# ASUP Commence Strike



## abujagirl (Oct 4, 2013)

Mr Chibuzor Asomugha, National President, Academic Staff Union of Polytechnics (ASUP), last Thursday directed the union members nationwide to commence an indefinite strike today(Friday). 

According to Asomugha, the directive became imperative following the Federal Government’s failure to meet the union’s demands. He further explained that two months after the union had suspended its previous strike, nothing had been done by the government to address the union’s demands.

“Nothing has been done since we suspended our strike in July,” he said.

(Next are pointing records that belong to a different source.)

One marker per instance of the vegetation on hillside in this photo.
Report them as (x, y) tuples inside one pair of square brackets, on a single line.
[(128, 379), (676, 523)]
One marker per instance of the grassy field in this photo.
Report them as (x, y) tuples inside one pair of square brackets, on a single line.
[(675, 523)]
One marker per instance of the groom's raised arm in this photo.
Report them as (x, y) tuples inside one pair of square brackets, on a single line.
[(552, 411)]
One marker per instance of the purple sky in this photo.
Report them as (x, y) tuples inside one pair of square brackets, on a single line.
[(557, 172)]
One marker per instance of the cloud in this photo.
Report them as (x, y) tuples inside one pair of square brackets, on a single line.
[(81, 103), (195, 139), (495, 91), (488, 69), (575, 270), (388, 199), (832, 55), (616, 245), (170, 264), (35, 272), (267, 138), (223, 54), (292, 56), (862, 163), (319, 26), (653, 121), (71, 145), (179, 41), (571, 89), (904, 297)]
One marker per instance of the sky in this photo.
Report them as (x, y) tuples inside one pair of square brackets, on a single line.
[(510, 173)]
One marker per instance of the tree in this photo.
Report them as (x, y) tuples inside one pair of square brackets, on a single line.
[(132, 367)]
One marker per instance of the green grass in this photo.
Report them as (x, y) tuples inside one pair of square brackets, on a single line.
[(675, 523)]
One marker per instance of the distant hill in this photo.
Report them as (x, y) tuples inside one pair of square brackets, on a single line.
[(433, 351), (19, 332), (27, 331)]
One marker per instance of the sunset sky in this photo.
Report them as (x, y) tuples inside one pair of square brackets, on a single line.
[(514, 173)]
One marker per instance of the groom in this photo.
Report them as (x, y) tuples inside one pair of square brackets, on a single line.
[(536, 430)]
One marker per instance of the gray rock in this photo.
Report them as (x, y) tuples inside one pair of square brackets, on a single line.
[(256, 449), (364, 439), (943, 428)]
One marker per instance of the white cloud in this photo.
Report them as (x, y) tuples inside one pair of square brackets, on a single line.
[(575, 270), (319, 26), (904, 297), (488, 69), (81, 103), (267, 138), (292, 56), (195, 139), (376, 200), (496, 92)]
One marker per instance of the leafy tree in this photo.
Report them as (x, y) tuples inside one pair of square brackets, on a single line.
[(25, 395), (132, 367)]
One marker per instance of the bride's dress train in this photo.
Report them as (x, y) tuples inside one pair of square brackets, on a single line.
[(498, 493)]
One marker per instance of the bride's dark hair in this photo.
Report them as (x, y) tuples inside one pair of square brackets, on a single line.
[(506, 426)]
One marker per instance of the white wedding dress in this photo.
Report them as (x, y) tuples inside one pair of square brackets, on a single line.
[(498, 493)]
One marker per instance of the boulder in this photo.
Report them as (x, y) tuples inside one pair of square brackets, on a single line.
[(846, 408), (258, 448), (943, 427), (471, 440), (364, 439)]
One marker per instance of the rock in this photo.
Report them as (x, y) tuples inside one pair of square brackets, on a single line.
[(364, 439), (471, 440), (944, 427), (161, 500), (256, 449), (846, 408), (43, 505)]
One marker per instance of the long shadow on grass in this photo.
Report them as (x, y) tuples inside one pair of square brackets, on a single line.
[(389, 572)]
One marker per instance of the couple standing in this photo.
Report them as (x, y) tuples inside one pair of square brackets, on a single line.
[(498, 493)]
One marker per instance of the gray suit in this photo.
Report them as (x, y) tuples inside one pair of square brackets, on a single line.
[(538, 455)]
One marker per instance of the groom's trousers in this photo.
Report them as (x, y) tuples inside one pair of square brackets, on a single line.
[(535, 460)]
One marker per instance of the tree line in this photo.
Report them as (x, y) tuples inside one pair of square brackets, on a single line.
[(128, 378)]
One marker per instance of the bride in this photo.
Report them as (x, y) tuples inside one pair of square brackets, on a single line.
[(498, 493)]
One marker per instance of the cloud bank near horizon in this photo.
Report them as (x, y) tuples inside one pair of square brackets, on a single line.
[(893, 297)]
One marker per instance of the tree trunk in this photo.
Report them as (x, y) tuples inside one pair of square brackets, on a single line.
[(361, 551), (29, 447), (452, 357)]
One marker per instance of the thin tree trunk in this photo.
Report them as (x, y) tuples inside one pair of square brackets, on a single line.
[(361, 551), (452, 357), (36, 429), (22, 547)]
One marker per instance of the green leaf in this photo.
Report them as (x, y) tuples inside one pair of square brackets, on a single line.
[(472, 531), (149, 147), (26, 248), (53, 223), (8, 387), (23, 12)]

The union had, earlier in a statement on Monday, notified the Federal Government of its decision to go on strike if the government did not honor the agreements reached. (NAN)


----------



## LequteMan (Oct 4, 2013)

Now, the education sector is in totaL darkness. GEJ, werrin u wan do?


----------



## abujagirl (Oct 4, 2013)

Lequte said:


> Now, the education sector is in totaL darkness. GEJ, werrin u wan do?


NUT is not on strike yet


----------



## The_Astutian (Oct 4, 2013)

^^ He wan chop d life of hin head first


----------



## LequteMan (Oct 4, 2013)

Jules said:


> NUT is not on strike yet


ehn...wht's d difference? If the destination is in darkness, why travel?


----------